Mi consenta una domanda che collega quanto sta succedendo negli USA con l’Africa, dove c’è un’evidente necessità di potenza di carico di base. Si può avere potenza di carico di base in Africa, senza gas? Crede che il gas possa essere un fattore importante per transitare a una nuova economia energetica, e che vi sia spazio per l’idrogeno?  

 

È una domanda importante.
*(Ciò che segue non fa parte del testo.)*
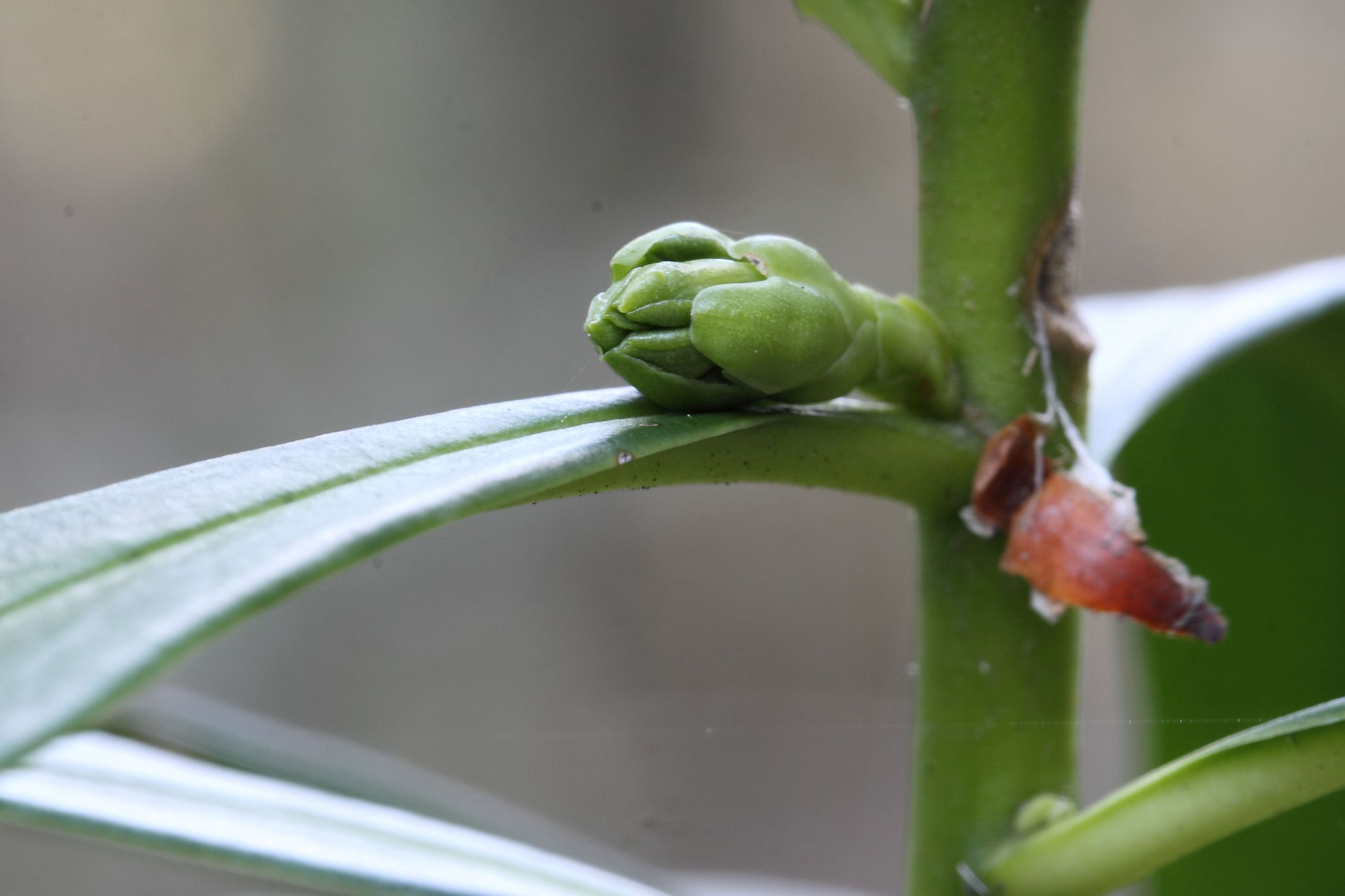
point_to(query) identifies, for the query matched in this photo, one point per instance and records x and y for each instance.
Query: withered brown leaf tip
(1079, 544)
In Africa sono pochi i luoghi ricchi di gas, e non rinunceranno all’opportunità di utilizzarlo se questo significa incrementare l’attività economica. Quello che gli USA e il resto del mondo sviluppato devono fare è dare ad aree quali Africa, Sud-est asiatico e Medio Oriente la possibilità di integrare più energie rinnovabili nel loro mix energetico. Indubbiamente, la risposta è che non dobbiamo privare di energia coloro che già ne sono poveri, bensì dobbiamo contribuire alla creazione di un sistema che sviluppi energia pulita e sostenibile. In base alla mia esperienza e alle conversazioni con i colleghi indiani, la prima domanda da porsi non è come si possa fornire la potenza di carico di base, bensì quali siano le reali necessità della base che alimenterà di energia l’attività economica. Questa è la fonte del problema, ed è da qui che dobbiamo iniziare a lavorare per conseguire i nostri obiettivi climatici. Il governo indiano sta lottando con tutto ciò, ma sta anche procedendo a una grande espansione delle energie rinnovabili, del fotovoltaico in particolare. I vincoli che deve affrontare sono principalmente la trasmissione dell’energia e l’obsolescenza della rete elettrica pubblica. Il nostro compito sarà individuare questi colli di bottiglia e risolverli. 

La situazione dell’Africa è un po’ diversa, ma applicando l’approccio allargato degli Obiettivi di sviluppo sostenibile (SDG, Sustainable Development Goals), che consiste nello stimolare l’attività economica e allentare le strozzature, sul lungo termine riusciremo ad arrivare là dove dobbiamo arrivare.